How to set Font in itextSharp for HTML to PDF

Aneel Mehta picture Aneel Mehta · Mar 5, 2012 · Viewed 11.4k times · Source

I have to create run time pdf from html in Web application developed in VB.Net and MSSQL 2005, using itextSharp.

The HTML is saved in database. which contains Gujarati, Hindi and English contents.

Can anyone tell me how to set font for the html and which fonts should I use that display Enlgish, Gujarati and Hindi I tried Arial Unicode MS but its does not display Hindi accurate.

Thank you in advance

here is the code of method that i am using to convert html string into pdf file which user can save on local machine.

Private Sub ExporttoPDF(ByVal FullHtml As String, ByVal fileName As String)
    Try
            Response.Clear()    ' Clear Response and set content type and disposition so that user get save file dialogue. 
            Response.ContentType = "application/pdf"
            Response.AddHeader("content-disposition", String.Format("attachment;filename={0}.pdf", fileName))
            Response.Cache.SetCacheability(HttpCacheability.NoCache)


            Dim sr As StringReader = New StringReader(FullHtml)
            Dim pdfDoc As iTextSharp.text.Document = New iTextSharp.text.Document(PageSize.A4.Rotate, 10, 10, 10, 10)
            Dim htmlparser As HTMLWorker = New HTMLWorker(pdfDoc)
            PdfWriter.GetInstance(pdfDoc, Response.OutputStream)
            pdfDoc.Open()
            Dim fontpath As String = System.Web.HttpContext.Current.Request.PhysicalApplicationPath + "\fonts\ARIALUNI.TTF" 
            '  "ARIALUNI.TTF" file copied from fonts folder and placed in the folder
            Dim bf As BaseFont = BaseFont.CreateFont(fontpath, BaseFont.IDENTITY_H, BaseFont.EMBEDDED)
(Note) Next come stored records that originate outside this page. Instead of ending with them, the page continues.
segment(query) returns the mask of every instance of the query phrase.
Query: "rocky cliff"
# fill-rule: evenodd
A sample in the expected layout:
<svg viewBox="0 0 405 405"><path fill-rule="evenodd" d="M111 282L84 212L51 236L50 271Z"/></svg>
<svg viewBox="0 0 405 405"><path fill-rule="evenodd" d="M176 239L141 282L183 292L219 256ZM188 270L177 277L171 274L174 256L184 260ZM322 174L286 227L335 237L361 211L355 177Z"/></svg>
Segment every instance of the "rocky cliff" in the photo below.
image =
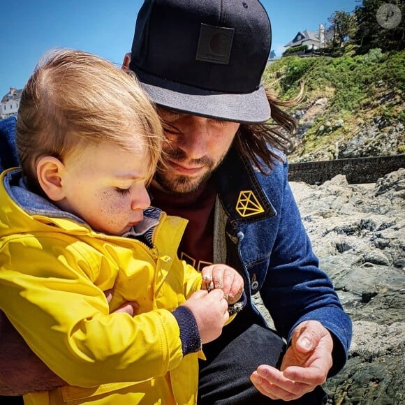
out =
<svg viewBox="0 0 405 405"><path fill-rule="evenodd" d="M321 267L353 322L329 404L405 403L405 169L375 184L290 183ZM259 309L267 317L259 297Z"/></svg>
            FontFactory.RegisterDirectory( System.Web.HttpContext.Current.Request.PhysicalApplicationPath , True)

            FontFactory.Register(fontpath, "Arial Unicode MS")
            FontFactory.RegisterFamily("Arial Unicode MS", "Arial Unicode MS", fontpath)    

            'parse html from String reader "sr"
            htmlparser.Parse(sr)
            pdfDoc.Close()
            Response.Write(pdfDoc)
            Response.End()

    Catch ex As Exception
        Throw ex
    End Try
End Sub

Here is how I am using the code

dim htmlstring as string = "<html><body encoding=""" + BaseFont.IDENTITY_H + """ style=""font-family:Arial Unicode MS;font-size:12;""> <h2> set Font in itextSharp for HTML to PDF  </h2> <span> I (aneel/અનિલ/अनिल) am facing problem to create a pdf from html that contains enlish, ગુજરાતી, हिंदी and other unicode characters.  </span> </body></html>"         
ExporttoPDF(htmlstring ,"sample.pdf")   

In result for Gujarati it is displaying અનલિ where as expected is અનિલ

Where as for Hindi it is displaying अनलि where as it should be अनिल .

Answer

Stefan picture Stefan · Mar 5, 2012

try

pdfDoc.Add(New Header(iTextSharp.text.html.Markup.HTML_ATTR_STYLESHEET, “yourcssfile.css”)) // or path to your css file

then

Dim styles As iTextSharp.text.html.simpleparser.StyleSheet
styles = New iTextSharp.text.html.simpleparser.StyleSheet
styles.LoadTagStyle("ol", "leading", "16")

you can add everything to styles. then replace html.parse with this

HTMLWorker.ParseToList(New StreamReader("htmlpath.html", Encoding.Default), styles);